During their meeting on Monday, Peres spent most of the time relaying the following message to the Secretary of State: We are winning. Peres gave Rice details of the numbers of rockets captured, launchers destroyed and Hezbollah fighters killed.
The Security Council is meant to meet today to discuss the makeup of the multinational force that will be deployed to the region, but a key state, one meant to lead the others, announced on Monday it intended to boycott the meeting - unless it has a last minute change of heart. France believes that a cease-fire must first be agreed to and only then a political arrangement can follow.
The U.S. would like to see the order reversed. Bush, sources in Washington say, would like to emerge from the Lebanon crisis a winner.
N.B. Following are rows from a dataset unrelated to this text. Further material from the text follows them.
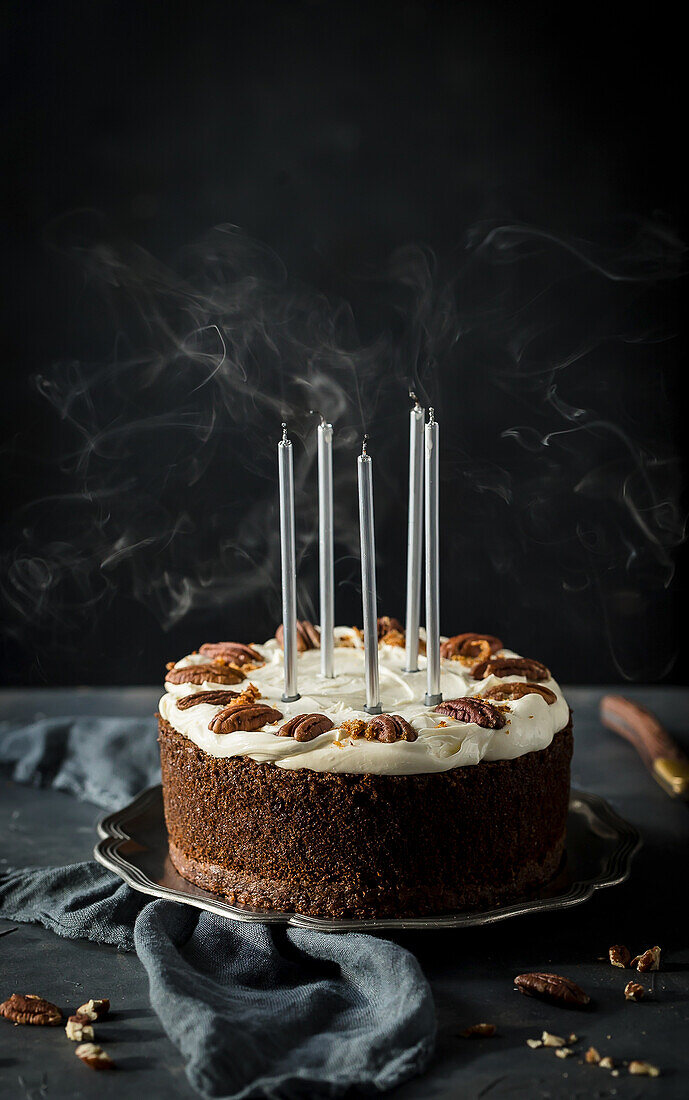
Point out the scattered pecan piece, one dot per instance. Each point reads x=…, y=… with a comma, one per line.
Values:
x=619, y=956
x=479, y=1031
x=304, y=727
x=356, y=727
x=644, y=1069
x=549, y=1040
x=216, y=672
x=308, y=636
x=30, y=1009
x=503, y=693
x=633, y=991
x=470, y=645
x=551, y=987
x=79, y=1029
x=94, y=1056
x=470, y=708
x=649, y=960
x=241, y=715
x=511, y=667
x=389, y=728
x=385, y=624
x=218, y=697
x=233, y=652
x=95, y=1009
In the absence of an unequivocal victory over Hezbollah, only a convincing political settlement, backed by tough conditions, can provide the goods.
If Israel's leadership is astounded by the Bush administration's support, the American public's backing is also impressive. In a Gallup Poll a few days ago, 80 percent of the respondents said that Israel's action in Lebanon was justified. Only one in 10 Americans thinks otherwise. These support figures are equal to those of the Israeli public.
Nonetheless, there is fine print in a poll. First, it was held at a time when the Qana incident just began receiving air time, and the figures may have changed since then. But this is not for certain: According to a Zogby poll published yesterday, in which the questions were differently phrased, more than 60 percent of Americans blame Hezbollah for the outbreak of fighting, compared to 12 percent who blame Israel.
Nonetheless, even if almost all Americans believe that the operation is justified, nearly every second American thinks that it has been excessive. Furthermore, one-third support an "immediate cease-fire."
Among the Democrats, 50 percent think that the U.S. supports Israel too much, which is food for thought in light of the possibility that they may win the November elections. Among Republicans, on the other hand, 57 percent believe that U.S. support for Israel is just right, compared to only 36 percent of the Democrats.